Au-delà de la possibilité de marketing viral qu'elles offrent, les plates-formes de blogs sont généralement bien optimisées pour le référencement naturel et donc bien positionnées dans les moteurs de recherche. Certains profitent alors de ces pages pour poster des messages proposant des produits plus ou moins licites et des liens vers d'autres sites, optimisant ainsi le référencement naturel de ces derniers. Les webmasters des blogs concernés, responsables juridiquement du contenu qu'ils publient sont par conséquent contraints de supprimer manuellement ces textes malvenus.

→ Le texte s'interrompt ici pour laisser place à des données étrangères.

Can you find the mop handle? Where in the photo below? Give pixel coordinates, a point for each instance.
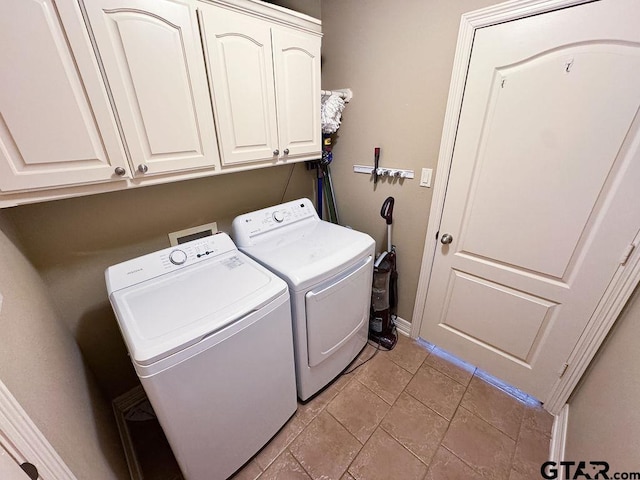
(386, 212)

Mais la méthode du "splog" va encore plus loin. Il peut s'agir également de créer, toujours dans l'optique d'améliorer son référencement naturel, un blog factice dont les contenus sont composés de copies d'autres pages et de liens vers un site tiers. L'ampleur du phénomène est telle qu'un blog anglophone sur deux serait en fait un "splog".
La balise "no follow" qui indique aux moteurs de ne pas suivre les liens présents sur une page web, le "captcha" qui contre les scripts automatiques grâce à la recopie manuelle de lettres distordues et un fil RSS qui ne reprend qu'une partie des textes du blog permettent de limiter le "splog" pour le référencement naturel. Même si aujourd'hui c'est le retour sur investissement qui régit le choix des supports dans l'e-publicité, la pratique est toujours présente et les recommandations ci-dessus vous seront utiles.